By Laurie Goering

LONDON, Dec 1 (Thomson Reuters Foundation) — World leaders should commit to a climate-smart recovery from the coronavirus pandemic, recognise a new human right to a healthy environment, and make the deliberate destruction of nature a crime, youth climate activists urged on Tuesday.

"Every moment of inaction makes things worse for our generation" as climate change impacts and nature losses surge, young representatives of more than 140 countries warned in a statement negotiated during two weeks of online talks.

The youth-led "Mock COP" event was organised after the COP26 UN climate negotiations, due to be held in Glasgow last month, were delayed a year by the pandemic, with young people vowing to push ahead to develop climate policy if adults could not.

"We know what needs to be done. What is lacking is political will to do it," said Kelo Uchendu, 24, a Nigerian engineering student and delegate at the conference.

As the talks ended Tuesday, researchers with the independent Climate Action Tracker reported that if all national governments met the 2050 net zero emissions targets they have set or are considering, global warming goals remained within reach.

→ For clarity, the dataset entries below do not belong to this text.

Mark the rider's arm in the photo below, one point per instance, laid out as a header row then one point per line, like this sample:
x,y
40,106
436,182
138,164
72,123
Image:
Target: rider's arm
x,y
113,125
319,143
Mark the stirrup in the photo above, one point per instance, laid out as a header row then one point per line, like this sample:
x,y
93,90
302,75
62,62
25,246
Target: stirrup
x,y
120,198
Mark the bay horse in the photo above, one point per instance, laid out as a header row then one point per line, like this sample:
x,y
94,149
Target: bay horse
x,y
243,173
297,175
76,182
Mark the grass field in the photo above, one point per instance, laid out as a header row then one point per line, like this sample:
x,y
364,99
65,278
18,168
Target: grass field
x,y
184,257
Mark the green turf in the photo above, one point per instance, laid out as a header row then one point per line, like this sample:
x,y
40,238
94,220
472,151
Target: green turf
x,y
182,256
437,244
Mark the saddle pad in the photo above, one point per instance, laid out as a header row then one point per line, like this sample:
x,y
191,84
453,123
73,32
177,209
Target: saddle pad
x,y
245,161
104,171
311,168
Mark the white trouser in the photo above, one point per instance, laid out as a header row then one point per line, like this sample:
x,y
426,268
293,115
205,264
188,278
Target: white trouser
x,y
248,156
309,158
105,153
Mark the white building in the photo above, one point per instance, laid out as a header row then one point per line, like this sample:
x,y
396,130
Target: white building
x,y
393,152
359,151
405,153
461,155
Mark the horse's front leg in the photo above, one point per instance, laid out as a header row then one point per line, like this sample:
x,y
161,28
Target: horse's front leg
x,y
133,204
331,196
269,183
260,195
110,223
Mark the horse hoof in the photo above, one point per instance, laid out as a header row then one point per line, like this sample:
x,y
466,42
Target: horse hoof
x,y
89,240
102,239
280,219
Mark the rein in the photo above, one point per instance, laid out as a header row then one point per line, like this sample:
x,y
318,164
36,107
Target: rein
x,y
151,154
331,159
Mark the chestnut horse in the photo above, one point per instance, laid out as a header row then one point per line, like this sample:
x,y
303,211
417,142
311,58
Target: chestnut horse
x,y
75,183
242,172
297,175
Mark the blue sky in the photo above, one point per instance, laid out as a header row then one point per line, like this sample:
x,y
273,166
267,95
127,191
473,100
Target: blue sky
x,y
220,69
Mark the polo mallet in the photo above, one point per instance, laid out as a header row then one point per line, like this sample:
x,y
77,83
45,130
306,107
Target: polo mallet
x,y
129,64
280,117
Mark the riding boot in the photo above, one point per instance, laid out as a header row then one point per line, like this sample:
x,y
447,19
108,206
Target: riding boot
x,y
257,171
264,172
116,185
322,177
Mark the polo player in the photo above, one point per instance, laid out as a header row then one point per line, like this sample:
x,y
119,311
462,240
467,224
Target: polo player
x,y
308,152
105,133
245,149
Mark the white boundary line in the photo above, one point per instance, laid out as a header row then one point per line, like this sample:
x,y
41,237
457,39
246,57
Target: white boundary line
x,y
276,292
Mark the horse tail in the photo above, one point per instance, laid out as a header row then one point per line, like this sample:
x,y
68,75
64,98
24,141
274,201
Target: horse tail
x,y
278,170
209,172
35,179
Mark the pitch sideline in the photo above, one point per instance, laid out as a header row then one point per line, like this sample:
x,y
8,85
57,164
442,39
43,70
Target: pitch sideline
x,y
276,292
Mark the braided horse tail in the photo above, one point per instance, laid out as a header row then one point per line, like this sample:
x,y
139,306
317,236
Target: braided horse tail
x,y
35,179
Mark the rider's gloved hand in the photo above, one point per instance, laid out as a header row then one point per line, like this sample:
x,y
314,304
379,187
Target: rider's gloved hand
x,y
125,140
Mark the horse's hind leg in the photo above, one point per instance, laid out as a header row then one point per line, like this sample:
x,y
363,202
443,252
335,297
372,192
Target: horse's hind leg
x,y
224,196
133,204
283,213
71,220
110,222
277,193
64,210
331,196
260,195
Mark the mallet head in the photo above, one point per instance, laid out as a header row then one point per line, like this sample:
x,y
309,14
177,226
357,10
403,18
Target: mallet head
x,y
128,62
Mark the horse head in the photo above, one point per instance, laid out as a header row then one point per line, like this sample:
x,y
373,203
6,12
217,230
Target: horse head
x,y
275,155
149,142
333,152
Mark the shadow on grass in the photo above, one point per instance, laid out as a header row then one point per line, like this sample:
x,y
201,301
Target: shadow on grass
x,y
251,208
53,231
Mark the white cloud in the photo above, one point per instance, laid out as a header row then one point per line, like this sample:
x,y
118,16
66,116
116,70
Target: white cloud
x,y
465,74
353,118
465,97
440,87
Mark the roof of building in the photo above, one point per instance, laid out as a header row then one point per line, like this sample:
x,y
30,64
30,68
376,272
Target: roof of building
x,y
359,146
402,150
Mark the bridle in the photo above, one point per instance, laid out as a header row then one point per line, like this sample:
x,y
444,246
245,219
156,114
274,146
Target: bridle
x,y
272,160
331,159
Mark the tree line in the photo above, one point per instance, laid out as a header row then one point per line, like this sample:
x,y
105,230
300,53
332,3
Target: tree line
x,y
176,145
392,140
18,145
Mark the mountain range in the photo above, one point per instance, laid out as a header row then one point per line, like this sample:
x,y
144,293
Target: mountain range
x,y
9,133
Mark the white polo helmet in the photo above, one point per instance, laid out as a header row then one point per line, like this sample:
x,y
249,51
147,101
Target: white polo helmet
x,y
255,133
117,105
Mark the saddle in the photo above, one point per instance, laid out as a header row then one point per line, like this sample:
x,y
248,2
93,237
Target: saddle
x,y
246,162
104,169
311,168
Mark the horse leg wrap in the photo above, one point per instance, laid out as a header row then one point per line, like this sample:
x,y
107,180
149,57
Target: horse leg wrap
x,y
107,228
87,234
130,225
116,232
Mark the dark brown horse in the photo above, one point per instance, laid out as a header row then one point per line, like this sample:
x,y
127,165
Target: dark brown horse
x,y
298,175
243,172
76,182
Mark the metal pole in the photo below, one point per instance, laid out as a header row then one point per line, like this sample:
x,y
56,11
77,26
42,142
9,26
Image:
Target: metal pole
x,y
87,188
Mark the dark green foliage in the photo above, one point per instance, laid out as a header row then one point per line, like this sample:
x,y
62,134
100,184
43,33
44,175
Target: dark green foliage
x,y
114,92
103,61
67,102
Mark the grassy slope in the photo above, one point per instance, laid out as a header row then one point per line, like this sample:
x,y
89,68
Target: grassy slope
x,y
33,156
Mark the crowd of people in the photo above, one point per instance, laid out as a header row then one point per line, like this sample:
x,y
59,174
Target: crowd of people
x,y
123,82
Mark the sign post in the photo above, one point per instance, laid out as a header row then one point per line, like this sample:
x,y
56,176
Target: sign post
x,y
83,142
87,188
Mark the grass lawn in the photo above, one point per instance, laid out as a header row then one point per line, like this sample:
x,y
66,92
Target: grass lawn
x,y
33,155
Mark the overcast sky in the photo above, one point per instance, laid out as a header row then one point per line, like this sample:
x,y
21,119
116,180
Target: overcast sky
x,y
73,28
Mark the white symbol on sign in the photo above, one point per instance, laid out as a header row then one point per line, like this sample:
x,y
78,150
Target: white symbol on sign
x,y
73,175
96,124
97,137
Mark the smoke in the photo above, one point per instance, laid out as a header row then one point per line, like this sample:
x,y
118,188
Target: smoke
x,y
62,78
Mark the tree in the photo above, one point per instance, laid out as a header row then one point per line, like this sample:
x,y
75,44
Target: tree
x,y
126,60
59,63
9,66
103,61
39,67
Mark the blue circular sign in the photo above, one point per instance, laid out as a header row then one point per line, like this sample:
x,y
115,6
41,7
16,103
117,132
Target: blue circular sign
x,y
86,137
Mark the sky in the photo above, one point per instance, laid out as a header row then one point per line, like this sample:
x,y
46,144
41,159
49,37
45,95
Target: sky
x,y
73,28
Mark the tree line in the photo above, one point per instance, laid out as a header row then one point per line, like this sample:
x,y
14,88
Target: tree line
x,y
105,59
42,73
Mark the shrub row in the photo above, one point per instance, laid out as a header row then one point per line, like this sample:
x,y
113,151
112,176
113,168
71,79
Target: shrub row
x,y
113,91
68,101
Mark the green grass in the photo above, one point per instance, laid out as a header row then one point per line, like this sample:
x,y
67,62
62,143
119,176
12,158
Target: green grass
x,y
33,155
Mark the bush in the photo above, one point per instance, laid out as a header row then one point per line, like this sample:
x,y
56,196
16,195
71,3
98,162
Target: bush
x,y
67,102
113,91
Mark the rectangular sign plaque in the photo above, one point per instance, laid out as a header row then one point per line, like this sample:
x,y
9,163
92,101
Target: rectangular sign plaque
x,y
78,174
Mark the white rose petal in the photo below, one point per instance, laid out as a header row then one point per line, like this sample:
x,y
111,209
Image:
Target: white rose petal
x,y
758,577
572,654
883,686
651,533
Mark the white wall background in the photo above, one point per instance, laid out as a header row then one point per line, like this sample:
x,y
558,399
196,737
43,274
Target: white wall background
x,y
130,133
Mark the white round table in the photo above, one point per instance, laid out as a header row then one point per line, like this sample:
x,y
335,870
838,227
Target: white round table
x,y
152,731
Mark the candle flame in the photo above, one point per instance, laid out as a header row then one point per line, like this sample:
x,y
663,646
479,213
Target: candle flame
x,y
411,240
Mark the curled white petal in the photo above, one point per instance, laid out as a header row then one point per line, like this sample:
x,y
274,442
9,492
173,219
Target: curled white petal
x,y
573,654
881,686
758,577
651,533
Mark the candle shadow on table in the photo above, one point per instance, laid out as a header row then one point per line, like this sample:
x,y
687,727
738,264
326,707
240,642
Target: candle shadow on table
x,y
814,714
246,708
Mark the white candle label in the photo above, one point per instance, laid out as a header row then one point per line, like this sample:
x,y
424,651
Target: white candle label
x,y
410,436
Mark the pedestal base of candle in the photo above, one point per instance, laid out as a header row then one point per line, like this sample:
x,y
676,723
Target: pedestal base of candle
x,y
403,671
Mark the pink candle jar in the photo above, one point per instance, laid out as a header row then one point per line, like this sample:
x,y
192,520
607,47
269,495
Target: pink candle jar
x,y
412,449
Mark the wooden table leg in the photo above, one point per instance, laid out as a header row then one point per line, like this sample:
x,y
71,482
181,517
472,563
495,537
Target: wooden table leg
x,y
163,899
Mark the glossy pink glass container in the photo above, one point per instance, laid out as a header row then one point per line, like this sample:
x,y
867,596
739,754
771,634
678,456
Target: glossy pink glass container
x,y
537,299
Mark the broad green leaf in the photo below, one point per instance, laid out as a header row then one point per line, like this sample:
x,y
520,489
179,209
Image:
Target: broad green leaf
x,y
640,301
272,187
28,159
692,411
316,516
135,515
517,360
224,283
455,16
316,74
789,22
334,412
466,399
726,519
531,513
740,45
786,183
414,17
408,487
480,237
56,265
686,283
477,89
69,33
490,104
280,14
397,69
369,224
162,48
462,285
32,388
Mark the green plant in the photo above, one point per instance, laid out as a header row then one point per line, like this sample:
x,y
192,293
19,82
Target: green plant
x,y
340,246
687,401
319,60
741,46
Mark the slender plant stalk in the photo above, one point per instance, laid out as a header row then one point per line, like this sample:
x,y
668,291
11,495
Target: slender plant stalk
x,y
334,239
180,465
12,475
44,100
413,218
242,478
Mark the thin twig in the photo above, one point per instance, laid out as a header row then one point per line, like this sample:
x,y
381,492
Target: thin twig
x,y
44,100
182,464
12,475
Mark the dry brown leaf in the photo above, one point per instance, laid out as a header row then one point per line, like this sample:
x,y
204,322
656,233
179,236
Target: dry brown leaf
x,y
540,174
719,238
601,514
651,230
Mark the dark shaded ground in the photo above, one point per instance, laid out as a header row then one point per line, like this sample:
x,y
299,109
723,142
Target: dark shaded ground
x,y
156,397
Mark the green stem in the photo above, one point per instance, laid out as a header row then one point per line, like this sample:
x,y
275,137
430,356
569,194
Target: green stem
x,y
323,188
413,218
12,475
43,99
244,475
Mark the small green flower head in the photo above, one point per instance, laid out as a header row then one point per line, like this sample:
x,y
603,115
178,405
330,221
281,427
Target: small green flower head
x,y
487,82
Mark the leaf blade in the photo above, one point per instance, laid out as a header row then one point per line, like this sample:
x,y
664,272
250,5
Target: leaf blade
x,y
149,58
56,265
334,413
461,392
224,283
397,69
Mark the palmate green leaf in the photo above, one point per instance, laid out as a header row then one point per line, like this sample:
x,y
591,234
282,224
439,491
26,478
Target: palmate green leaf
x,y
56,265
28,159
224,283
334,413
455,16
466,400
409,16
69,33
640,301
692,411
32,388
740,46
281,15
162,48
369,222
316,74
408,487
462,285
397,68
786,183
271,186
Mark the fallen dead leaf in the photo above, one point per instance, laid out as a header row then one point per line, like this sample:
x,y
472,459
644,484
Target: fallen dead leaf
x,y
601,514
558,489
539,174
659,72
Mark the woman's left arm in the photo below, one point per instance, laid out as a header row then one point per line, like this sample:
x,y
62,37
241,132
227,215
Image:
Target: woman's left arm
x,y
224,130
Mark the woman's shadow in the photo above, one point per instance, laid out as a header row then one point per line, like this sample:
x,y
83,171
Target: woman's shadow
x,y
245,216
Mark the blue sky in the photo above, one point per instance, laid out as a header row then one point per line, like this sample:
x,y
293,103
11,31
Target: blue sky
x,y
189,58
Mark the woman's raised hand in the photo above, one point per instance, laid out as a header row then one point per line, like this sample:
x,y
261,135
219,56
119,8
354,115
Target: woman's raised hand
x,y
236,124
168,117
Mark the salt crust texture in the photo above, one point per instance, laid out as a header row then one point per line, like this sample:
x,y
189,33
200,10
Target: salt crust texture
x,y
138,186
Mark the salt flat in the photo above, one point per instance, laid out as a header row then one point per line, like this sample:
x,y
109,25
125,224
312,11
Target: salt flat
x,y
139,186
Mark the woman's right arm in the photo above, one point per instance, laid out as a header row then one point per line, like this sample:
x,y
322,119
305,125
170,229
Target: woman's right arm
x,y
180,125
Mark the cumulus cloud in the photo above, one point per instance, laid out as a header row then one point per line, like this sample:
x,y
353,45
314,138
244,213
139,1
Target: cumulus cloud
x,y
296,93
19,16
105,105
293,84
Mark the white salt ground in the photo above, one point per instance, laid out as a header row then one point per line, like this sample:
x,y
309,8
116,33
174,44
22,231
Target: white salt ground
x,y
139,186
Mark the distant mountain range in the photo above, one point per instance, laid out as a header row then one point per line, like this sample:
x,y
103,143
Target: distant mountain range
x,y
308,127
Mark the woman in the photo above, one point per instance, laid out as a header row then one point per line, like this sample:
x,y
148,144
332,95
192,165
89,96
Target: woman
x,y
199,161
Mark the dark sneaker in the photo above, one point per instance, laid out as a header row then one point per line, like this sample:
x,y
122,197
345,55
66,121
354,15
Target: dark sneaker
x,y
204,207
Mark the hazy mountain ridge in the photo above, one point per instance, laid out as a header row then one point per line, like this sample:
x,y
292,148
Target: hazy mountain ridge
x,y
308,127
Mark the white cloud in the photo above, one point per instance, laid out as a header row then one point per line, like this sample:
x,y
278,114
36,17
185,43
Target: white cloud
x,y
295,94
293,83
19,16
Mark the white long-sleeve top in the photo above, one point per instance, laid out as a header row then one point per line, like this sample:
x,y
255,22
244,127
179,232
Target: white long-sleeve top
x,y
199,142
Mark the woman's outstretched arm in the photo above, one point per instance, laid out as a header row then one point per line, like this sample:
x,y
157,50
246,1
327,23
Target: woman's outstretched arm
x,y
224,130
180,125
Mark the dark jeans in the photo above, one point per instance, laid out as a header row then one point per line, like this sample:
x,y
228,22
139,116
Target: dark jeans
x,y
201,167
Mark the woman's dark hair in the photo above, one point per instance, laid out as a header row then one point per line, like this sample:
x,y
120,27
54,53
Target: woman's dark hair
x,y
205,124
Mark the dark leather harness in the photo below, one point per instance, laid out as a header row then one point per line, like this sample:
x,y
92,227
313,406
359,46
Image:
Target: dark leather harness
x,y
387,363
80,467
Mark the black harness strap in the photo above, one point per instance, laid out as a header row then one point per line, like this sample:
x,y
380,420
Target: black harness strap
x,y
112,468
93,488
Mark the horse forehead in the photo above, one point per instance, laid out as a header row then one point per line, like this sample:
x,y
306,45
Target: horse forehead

Those targets include US President-elect Joe Biden's plan to achieve net zero emissions by 2050, as well as Chinese President Xi Jinping's pledge of carbon-neutrality by 2060.

With net zero or similar aims now planned or in place in 127 countries, planetary heating could be limited to 2.1 degrees Celsius, putting the 2015 Paris Agreement goal of keeping it to "well below" 2C far closer than before, Climate Action Tracker said.

But the world would still exceed the lower Paris aim of 1.5C of warming since pre-industrial times, which scientists say is key to avoid the worst impacts of climate change.

And interim emissions reduction targets that would drive rapid action are insufficient, analysts said.

"Long-term goals are good but it's clear that governments need to act more quickly in the short term," said Kat Kramer, charity Christian Aid's climate change lead, in a statement.

She urged "a transition from fossil fuels to renewable energy, ending ecosystem destruction, and building resilience of communities vulnerable to climate impacts".

In a final statement like those produced at UN talks — and similarly issued in the form of a legal treaty that could be formally adopted by countries — young "Mock COP" delegates said all national climate plans should be aligned with the 1.5C goal.

Delegates also called for 30% of land and oceans to be conserved, more safeguards for Indigenous people, and for every country to ensure clean air through stronger regulation.

Other demands included a stronger youth voice in decision-making, better education on climate change, and more mental health services for youth struggling with "eco-anxiety".

Nigel Topping, Britain's high-level climate action champion for the postponed COP26 talks, who received the statement, said government leaders had been pressed into faster action on climate threats largely as a result of youth campaigning.

"You're sending a loud signal — and a very professional one — of expecting more from leaders around the world. Never underestimate how significant that is," he told delegates.

Participants said they would push their home governments to turn some of the statement's language into new laws, particularly now that responses to the COVID-19 pandemic have made clear big, rapid policy shifts are possible.

"Getting countries to adopt this treaty would make a huge impact," Uchendu, from Nigeria, told the Thomson Reuters Foundation in an online interview.

David R. Boyd, a UN special rapporteur on human rights and the environment, said new policies would be crucial to avoiding the worst impacts of climate change, from growing hunger and poverty, to more extreme weather and rising seas.

"We know conclusively that we are on the precipice ... and this has terrible consequences for people's human rights," he said.